In place of Mr. Hosokawa, who now lives in a nursing facility for the elderly, his oldest son, Yo, 61, decided to take over his father’s activities. Yo was the principal of the Hiroshima Prefectural Nishi Senior High School, a correspondence school in Naka Ward, but the school closed last month. After teaching at high schools for about 40 years, he retired and began to take on the issue of his father’s peace activities.

Every summer since he was a young boy, Yo and his family would visit the Peace Memorial Park. There was a photo of Yoko in the family Buddhist altar. Even if Mr. Hosokawa did not say it to him openly, Yo could sense his father’s “survivor’s guilt.” Standing in front of the mementoes of his aunt displayed in the museum’s permanent exhibition, he said that “her precious everyday life was robbed from her instantaneously.”

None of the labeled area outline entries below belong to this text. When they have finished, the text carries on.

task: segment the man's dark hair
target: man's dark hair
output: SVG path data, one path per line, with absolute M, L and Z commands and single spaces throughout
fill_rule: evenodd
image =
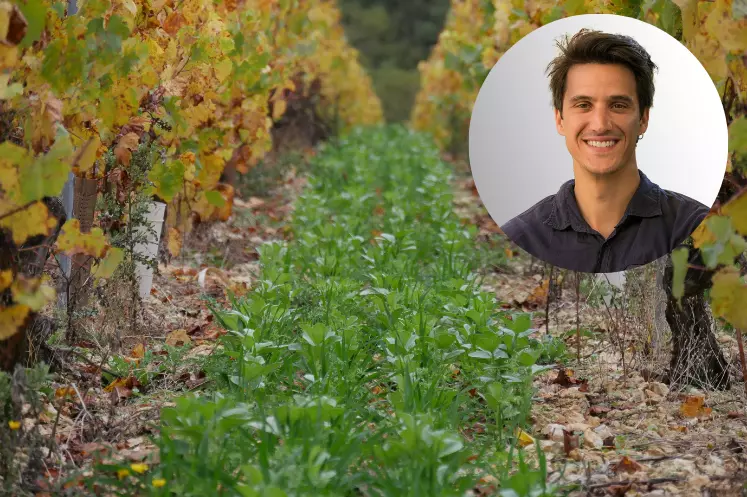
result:
M 654 105 L 654 70 L 651 56 L 630 36 L 582 29 L 565 43 L 558 41 L 561 54 L 547 66 L 553 105 L 563 115 L 568 70 L 576 64 L 621 64 L 633 72 L 640 114 Z

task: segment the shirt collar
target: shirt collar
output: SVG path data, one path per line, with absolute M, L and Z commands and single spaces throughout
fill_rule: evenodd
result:
M 648 179 L 640 169 L 638 174 L 641 182 L 630 199 L 628 208 L 618 225 L 625 222 L 628 216 L 655 217 L 662 214 L 661 204 L 659 203 L 659 187 Z M 558 193 L 555 194 L 553 206 L 545 224 L 556 230 L 564 230 L 570 226 L 574 231 L 593 234 L 595 231 L 584 220 L 576 203 L 576 196 L 573 193 L 575 184 L 575 179 L 563 183 Z

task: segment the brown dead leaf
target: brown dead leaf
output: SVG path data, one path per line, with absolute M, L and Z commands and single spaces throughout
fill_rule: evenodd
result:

Mr. Hosokawa keeps Yoko’s diary, written until August 5, 1945, the date before the atomic bombing, at his home along with a fountain pen with which she wrote the entries. He could not bear to part with those two items at the time he donated five other items, including her school uniform and lunch box, to the museum in February 2018. However, he has now changed his mind, as it is now almost impossible for him to go out of the nursing facility. “They will be left without any care if kept in the hands of any one individual. I want them to be stored safely and securely,” Mr. Hosokawa said. He is thinking about donating the items to the museum in the future after first discussing the subject with his son.